Once she arrived home she started college. She moved into a dorm and was in full school mode. Over the course of the next month and a half things between got steadily worse. She stopped texting me, calling me, and face timing me. I was nothing more than a burden for her. I began to feel inadequate and that she did not love me. My worst fears came true on February 13th. She called me and told me she did not love me anymore… I was crushed. I experienced my first true heart break. I could not even function properly for days.
Now, I did end up taking her back after this because I did not want to get over her and move on. I was too scared. I was a 18 year old kid who was scared of love and the world. She was familiar and I loved her. Over the course of the next 6 months we would break up and get back together 4 times.
The most interesting times were the last two. In May she said she wanted me back, so me being me I gave her a chance. I was falling for her again. It scared me shitless. So I did some social media research. I found out that she was in a relationship with another girl while she as trying to get back with me! I completely lost my shit when I found out. I truly thought that I was done with her forever…August 2015. We got back together once again. Now, I know how many times am I going to put myself through the same song and dance? One more time. She earned back my trust and I got to see her again because I drove to Michigan from California. One hell of a trip.

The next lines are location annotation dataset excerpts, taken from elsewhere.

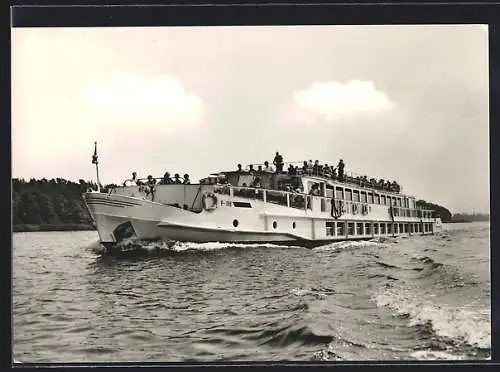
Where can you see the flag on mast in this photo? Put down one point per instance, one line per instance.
(94, 157)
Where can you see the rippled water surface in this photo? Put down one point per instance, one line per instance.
(403, 298)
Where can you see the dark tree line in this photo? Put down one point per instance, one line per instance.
(55, 204)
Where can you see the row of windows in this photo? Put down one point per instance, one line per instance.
(375, 228)
(372, 197)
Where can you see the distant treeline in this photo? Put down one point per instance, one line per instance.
(56, 204)
(447, 216)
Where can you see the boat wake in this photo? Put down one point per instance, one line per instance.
(159, 247)
(444, 327)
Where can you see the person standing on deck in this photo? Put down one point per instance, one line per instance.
(267, 167)
(132, 181)
(177, 179)
(278, 162)
(340, 168)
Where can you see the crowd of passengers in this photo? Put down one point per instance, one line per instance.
(150, 181)
(321, 170)
(308, 168)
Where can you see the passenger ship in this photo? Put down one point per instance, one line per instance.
(222, 209)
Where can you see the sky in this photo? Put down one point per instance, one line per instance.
(405, 103)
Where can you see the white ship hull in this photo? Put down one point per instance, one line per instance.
(128, 213)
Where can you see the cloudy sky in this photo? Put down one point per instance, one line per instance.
(398, 102)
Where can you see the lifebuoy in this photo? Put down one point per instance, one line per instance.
(364, 209)
(214, 201)
(336, 213)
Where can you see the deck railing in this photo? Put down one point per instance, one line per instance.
(305, 202)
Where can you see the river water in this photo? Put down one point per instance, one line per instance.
(406, 298)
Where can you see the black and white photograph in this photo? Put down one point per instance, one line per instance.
(250, 193)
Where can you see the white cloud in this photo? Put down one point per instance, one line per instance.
(139, 103)
(331, 100)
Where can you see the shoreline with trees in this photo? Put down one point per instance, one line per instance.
(57, 205)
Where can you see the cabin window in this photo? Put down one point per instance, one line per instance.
(359, 228)
(329, 191)
(339, 193)
(330, 228)
(350, 228)
(348, 194)
(340, 228)
(355, 195)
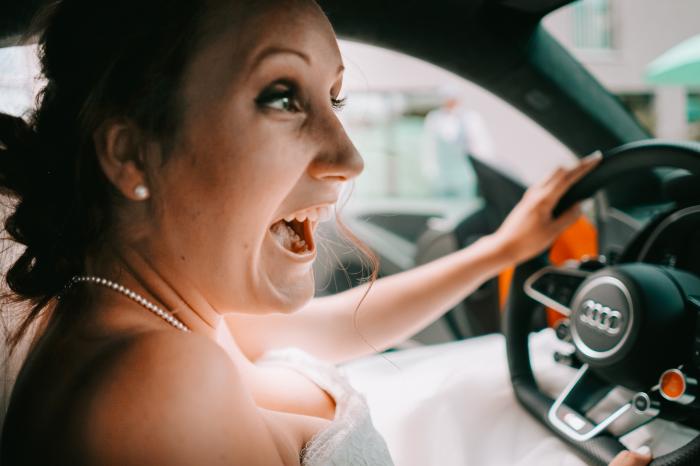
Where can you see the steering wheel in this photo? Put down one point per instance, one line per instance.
(631, 325)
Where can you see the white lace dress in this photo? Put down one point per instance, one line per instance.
(350, 439)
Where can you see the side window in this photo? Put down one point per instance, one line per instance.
(415, 123)
(18, 83)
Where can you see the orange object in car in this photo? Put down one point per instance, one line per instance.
(672, 384)
(578, 241)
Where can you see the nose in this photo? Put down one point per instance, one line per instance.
(337, 158)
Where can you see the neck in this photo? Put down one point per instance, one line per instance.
(162, 285)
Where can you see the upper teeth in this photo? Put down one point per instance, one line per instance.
(316, 214)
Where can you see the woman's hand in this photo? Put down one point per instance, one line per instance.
(530, 228)
(641, 457)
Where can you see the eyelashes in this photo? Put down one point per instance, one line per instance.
(284, 96)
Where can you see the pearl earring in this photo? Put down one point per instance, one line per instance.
(141, 192)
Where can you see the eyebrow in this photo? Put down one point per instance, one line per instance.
(271, 51)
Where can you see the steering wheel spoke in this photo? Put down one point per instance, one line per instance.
(584, 392)
(554, 287)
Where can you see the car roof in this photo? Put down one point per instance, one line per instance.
(497, 44)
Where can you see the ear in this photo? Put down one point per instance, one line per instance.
(120, 153)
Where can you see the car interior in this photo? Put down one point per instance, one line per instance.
(625, 314)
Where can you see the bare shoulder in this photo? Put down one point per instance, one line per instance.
(171, 398)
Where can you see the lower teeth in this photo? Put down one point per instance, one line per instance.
(288, 238)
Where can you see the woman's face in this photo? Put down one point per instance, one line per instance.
(260, 142)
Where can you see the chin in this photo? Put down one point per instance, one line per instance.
(289, 296)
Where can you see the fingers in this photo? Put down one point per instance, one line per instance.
(631, 458)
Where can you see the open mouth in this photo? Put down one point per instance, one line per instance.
(294, 235)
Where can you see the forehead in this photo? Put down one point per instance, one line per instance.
(235, 43)
(279, 25)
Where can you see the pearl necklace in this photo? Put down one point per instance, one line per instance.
(160, 312)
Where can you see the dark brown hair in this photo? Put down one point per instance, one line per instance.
(100, 60)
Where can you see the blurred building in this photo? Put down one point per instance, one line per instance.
(617, 39)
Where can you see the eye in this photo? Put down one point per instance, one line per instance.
(280, 96)
(338, 104)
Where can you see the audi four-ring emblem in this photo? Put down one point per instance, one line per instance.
(600, 317)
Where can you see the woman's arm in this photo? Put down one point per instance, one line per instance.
(398, 306)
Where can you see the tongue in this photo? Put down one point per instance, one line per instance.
(288, 238)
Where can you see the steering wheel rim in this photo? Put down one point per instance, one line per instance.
(603, 447)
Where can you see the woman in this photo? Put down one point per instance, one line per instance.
(174, 172)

Anyway, fast forwarding to the end of September. My final straw. I went out on a Saturday night with my friends for the first time in months. The next morning I asked her to spend the day with me and face time with me. She said yes…She lied. Throughout the day she ignored me and barely talked to me. This was because she was on a date with another girl all damn day. I found out through Facebook. She tried lying to me saying that' “they were cousins” and then it changed to “we’re just friends.”
We went on a week break after that. No contact whatsoever. After that she told me that she had feelings for this person and that she thought we would be better off without each other. Not even 10 minutes after saying that she gave me the ultimatum of choosing an open relationship or breaking up. I chose to break up. In my eyes, she had cheated on me numerous times before and then wanted an excuse to be able to do so. I refuse to be in that situation. That was my last straw.
I know this was a long story but it was all vital and important to where I am today. I realized that Nicole taught me how to love. She made me realize that I am capable of giving someone my all and being fully committed. I learned that sometimes even when you give something and someone your all it does not turn out and that is 100% okay. We are both so much better off without each other. Distance was never an issue for me because I knew I loved her but love just is not enough sometimes. She taught me the red flags and the signs of an abusive relationship. That relationship was exactly what I feared growing up. Now, here I am 6 months after the break up and I am the happiest I have been in years. From darkness comes light and from the ashes I will rise. If you are going through rough times right now remember it gets better! Do not give up. The will to live will always outweigh the ability to die
- Sorry for the long story. I condensed it as much as possible.